8. Les considérants qui précèdent conduisent au rejet du recours, dans la mesure de sa recevabilité, et à la confirmation de la décision attaquée, en tant qu'elle concerne le volet "prononcé d’amendes". Le recourant, qui succombe, devrait supporter les frais de justice (art. 49 al. 1 LPA-VD). Il y est toutefois renoncé, compte tenu de sa situation financière (art. 50 LPA-VD). Par ailleurs, l'allocation de dépens n'entre pas en considération (art. 55 al. 1 LPA-VD).
Par
ces motifs
la Cour de droit administratif et public
du Tribunal cantonal
arrête:
I. Le recours est rejeté, dans la mesure où il est recevable.

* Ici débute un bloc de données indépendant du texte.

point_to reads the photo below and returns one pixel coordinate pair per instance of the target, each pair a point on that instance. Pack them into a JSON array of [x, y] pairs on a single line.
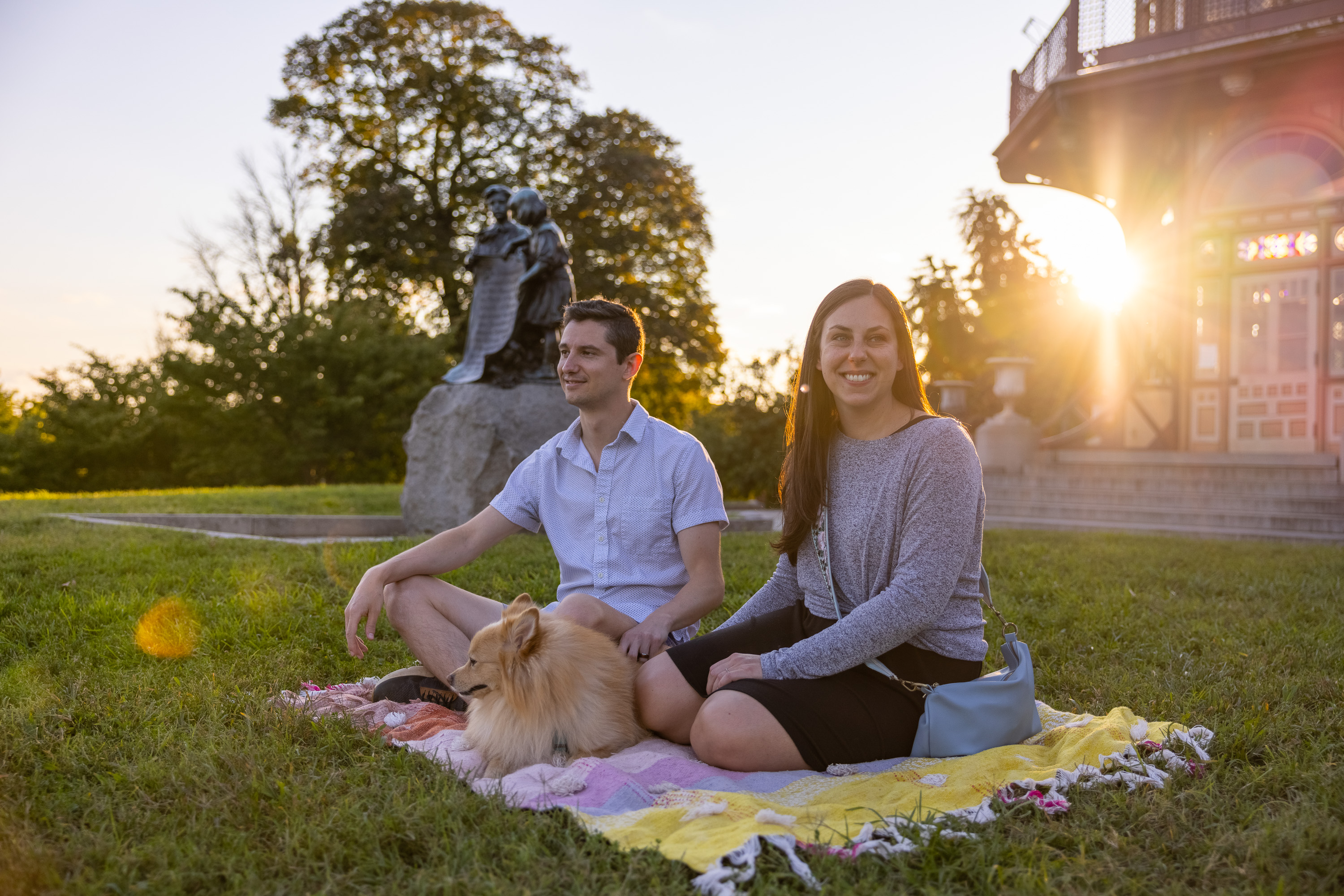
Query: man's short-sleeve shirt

II. La décision sur réclamation de l'Administration cantonale des impôts, du 29 mai 2019, est confirmée, en tant qu'elle porte sur le volet "prononcé d’amendes".
III. L'arrêt est rendu sans frais, ni dépens.
Lausanne, le 8 juillet 2021
Le présent arrêt est communiqué aux destinataires de l'avis d'envoi ci-joint.
Il peut faire l'objet, dans les trente jours suivant sa notification, d'un recours au Tribunal fédéral (Tribunal fédéral suisse, 1000 Lausanne 14). Le recours en matière de droit public s'exerce aux conditions des articles 82 ss de la loi du 17 juin 2005 sur le Tribunal fédéral (LTF - RS 173.110), le recours constitutionnel subsidiaire à celles des articles 113 ss LTF. Le mémoire de recours doit être rédigé dans une langue officielle, indiquer les conclusions, les motifs et les moyens de preuve, et être signé. Les motifs doivent exposer succinctement en quoi l’acte attaqué viole le droit. Les pièces invoquées comme moyens de preuve doivent être jointes au mémoire, pour autant qu’elles soient en mains de la partie; il en va de même de la décision attaquée.